Tim Cook vs Steve Jobs: Andreessen Explains How They Differ

16 December 2012, 12:50 pm EST By Alexandra Burlacu Mobile & Apps

Renowned Silicon Valley venture capitalist Marc Andreessen sees one major difference between Steve Jobs and Tim Cook: their desire for market share.

While many feared that Apple's fate will go down the drain without its iconic CEO and co-founder Steve Jobs, current chief executive Tim Cook has put up his own fight to prove them wrong.

Speaking at an event in New York City, Andreessen explained how different the two Apple CEOs are, and how each has his strengths.

"The Apple playbook under Steve Jobs was a single playbook," said Andreessen. "He would invent a new product category, start with 100% market share, and then every day that goes by, lose market share until some terminal outcome."

To illustrate this theory, Andreessen pointed to the Macintosh computer, the iPhone, the iPod, and the iPad. According to him, the Cupertino giant may own a large chunk of a respective market soon after a product launch, but other companies tent to join the game and bite into its market share. In some cases, such as the iPod, Apple can still remain the biggest vendor. In other cases such as the PC market, however, the company's market share dropped to an inconsequential figure.

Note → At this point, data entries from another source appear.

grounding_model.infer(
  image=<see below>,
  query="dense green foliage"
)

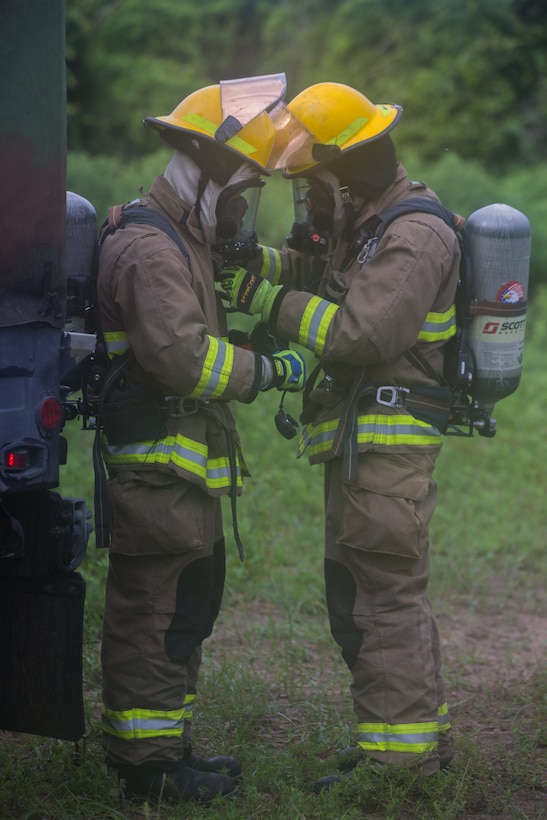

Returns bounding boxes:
[67,0,547,170]
[66,0,547,294]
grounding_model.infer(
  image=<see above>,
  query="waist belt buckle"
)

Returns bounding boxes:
[165,396,199,419]
[376,384,410,407]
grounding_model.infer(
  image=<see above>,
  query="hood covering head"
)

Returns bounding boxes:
[164,151,264,245]
[327,134,397,201]
[306,134,397,241]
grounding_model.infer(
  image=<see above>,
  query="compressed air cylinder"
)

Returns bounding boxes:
[66,191,97,316]
[466,204,531,408]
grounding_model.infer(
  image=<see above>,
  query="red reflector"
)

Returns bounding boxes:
[40,397,63,433]
[5,450,29,470]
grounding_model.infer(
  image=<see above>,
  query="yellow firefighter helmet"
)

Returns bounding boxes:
[284,83,403,177]
[144,81,276,173]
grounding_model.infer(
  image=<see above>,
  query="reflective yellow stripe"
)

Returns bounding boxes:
[298,414,442,457]
[357,721,438,754]
[327,117,369,145]
[102,707,184,740]
[298,296,338,356]
[357,413,442,445]
[188,336,235,399]
[103,330,129,356]
[418,305,456,342]
[260,246,282,285]
[103,433,243,490]
[181,114,257,154]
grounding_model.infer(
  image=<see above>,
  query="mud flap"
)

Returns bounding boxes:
[0,572,85,742]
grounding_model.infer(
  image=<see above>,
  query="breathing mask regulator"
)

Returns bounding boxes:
[212,178,265,267]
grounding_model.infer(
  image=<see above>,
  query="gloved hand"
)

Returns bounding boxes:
[216,268,282,321]
[263,350,306,393]
[228,322,287,356]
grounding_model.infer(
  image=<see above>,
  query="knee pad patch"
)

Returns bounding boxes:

Andreessen claims that instead of caring about market share, Jobs focused on a "pricing umbrella" that kept the company's margins stable even as market share started to slide. Cook took over the reins at Apple last year and followed a seemingly different strategy, Andreessen explained.

The venture capitalist pointed to the new iPad Mini, which reportedly brings smaller margins than its full-size counterpart, as proof that Cook is willing to sacrifice big margins for market share. According to him, Cook adopted a different strategy for the sake of software.

"In the long run in these markets, if you're not the majority market share, you don't have the majority of the apps," said Andreessen, noting that the fewer apps available for OS X posed challenges for the platform over the years in its race against Windows.

Should this theory prove to be true, Apple may be headed to a bumpy ride in the smartphone market. According to research firm IDC, 75 percent of all smartphones shipped worldwide in the third quarter ran on Google's Android operating system. Android owned 57.5 percent of that market last year.